The three most important destinations are Budapest, Lake
Balaton and the Danube Desert.
The two parts of the capital, the high Buda with a
fortress and the more spatially planned Pest, are separated
by the Danube. Across the river are magnificent bridges. A
visit to one of the health baths is a must for the Budapest
tourist. Outside the capital, Lake Balaton is the most
visited region. The lake is 80 km long and only a few meters
deep. This makes it a warm bathing lake and, especially on
the northern side of the lake, it is close between holiday
villages, campsites and hotels. The scenic Danube Curve lies
north of Budapest at Esztergom.
Hungarian cuisine is solid, tasty and must have. Lake
fish, cabbage, pork and smoked pork, onions, sour cream and,
above all, peppers are excellent ingredients. Famous
Hungarian dishes such as goulash, mutton (stew with
meat that is too fat to turn into goulash, but also fish or
seafood), tokány (shredded beef, white wine, sour
cream) and bell pepper (stew with light meat or
fish) all of the paprika flavor. Soups are everyday foods,
usually flavored with poppy seeds and garlic; they are often
eaten with dumplings (csipeteke) or short pasta.
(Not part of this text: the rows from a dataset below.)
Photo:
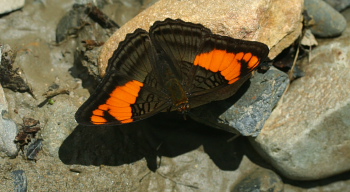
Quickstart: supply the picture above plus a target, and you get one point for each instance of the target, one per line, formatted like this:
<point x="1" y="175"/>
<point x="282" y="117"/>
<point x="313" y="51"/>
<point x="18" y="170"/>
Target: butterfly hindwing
<point x="206" y="62"/>
<point x="176" y="65"/>
<point x="128" y="92"/>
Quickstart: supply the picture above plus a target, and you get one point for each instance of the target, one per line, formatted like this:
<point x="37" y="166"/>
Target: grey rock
<point x="20" y="180"/>
<point x="249" y="113"/>
<point x="339" y="5"/>
<point x="307" y="136"/>
<point x="8" y="6"/>
<point x="260" y="180"/>
<point x="328" y="21"/>
<point x="8" y="129"/>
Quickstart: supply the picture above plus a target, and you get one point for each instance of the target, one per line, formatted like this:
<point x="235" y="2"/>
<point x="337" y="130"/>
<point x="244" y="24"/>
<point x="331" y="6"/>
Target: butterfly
<point x="177" y="65"/>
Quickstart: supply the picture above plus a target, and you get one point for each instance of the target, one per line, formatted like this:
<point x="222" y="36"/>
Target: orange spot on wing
<point x="98" y="112"/>
<point x="226" y="62"/>
<point x="229" y="64"/>
<point x="119" y="103"/>
<point x="98" y="120"/>
<point x="217" y="58"/>
<point x="254" y="61"/>
<point x="247" y="57"/>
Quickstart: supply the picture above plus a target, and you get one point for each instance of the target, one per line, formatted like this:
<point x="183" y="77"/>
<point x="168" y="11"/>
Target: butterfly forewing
<point x="147" y="68"/>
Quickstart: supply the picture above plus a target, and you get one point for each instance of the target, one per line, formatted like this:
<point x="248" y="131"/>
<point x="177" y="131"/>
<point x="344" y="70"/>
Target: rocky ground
<point x="304" y="145"/>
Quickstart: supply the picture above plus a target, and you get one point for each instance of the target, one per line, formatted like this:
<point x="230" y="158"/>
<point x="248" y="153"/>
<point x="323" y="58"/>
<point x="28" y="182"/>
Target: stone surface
<point x="20" y="180"/>
<point x="179" y="154"/>
<point x="248" y="110"/>
<point x="275" y="23"/>
<point x="8" y="129"/>
<point x="260" y="180"/>
<point x="8" y="6"/>
<point x="328" y="22"/>
<point x="307" y="136"/>
<point x="339" y="5"/>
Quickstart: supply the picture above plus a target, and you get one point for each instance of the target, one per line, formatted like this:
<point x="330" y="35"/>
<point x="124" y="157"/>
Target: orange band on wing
<point x="228" y="64"/>
<point x="119" y="104"/>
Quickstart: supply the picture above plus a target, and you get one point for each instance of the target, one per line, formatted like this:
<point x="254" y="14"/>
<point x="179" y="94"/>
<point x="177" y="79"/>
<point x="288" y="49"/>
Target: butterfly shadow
<point x="165" y="134"/>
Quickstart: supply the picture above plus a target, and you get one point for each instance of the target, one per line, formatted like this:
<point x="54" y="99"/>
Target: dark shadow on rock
<point x="318" y="183"/>
<point x="166" y="134"/>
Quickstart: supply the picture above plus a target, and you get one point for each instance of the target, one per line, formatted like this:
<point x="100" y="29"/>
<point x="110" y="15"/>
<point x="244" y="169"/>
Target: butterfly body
<point x="177" y="65"/>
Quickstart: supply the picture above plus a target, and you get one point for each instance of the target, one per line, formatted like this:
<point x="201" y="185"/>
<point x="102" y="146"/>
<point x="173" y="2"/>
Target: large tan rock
<point x="275" y="23"/>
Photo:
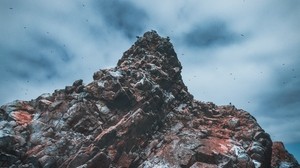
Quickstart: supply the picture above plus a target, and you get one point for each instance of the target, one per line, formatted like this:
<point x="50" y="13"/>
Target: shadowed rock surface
<point x="138" y="114"/>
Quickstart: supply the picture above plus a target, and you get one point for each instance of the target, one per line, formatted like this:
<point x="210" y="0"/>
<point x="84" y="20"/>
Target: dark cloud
<point x="56" y="49"/>
<point x="283" y="100"/>
<point x="122" y="16"/>
<point x="40" y="58"/>
<point x="210" y="34"/>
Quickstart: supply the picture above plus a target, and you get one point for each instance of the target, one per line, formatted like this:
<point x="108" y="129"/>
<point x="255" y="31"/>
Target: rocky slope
<point x="138" y="114"/>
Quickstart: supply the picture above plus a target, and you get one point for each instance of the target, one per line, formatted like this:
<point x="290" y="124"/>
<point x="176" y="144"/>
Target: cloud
<point x="122" y="16"/>
<point x="210" y="34"/>
<point x="51" y="44"/>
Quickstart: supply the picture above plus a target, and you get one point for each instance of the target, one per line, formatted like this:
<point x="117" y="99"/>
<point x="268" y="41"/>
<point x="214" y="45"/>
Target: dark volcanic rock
<point x="138" y="114"/>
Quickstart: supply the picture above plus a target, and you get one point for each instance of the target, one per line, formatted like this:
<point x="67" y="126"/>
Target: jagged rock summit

Freshwater fish are popular foods: carp, pike and sterling
are served uncooked or in pots and soups, often with green
peppers, bacon, mushrooms, cream and dill. Roasted goose is
a common dish and goose liver is included in many dishes.
The relatively heavy food is often served with salads where
sauerkraut, salted cucumber, beetroot and marinated or
pickled peppers take the main role, they are often seasoned
with cumin or horseradish. Despite the rich variety, it is
difficult to resist a bit of rétčs after the food,
the Hungarian variety of strudel that can contain apples,
cherries or nuts. Dobo's torta is a cake with many
layers of sugarcane bottoms interspersed with a sweet and
powerful mocha cream. Other common desserts are stuffed
pancakes and cheese balls with melted butter.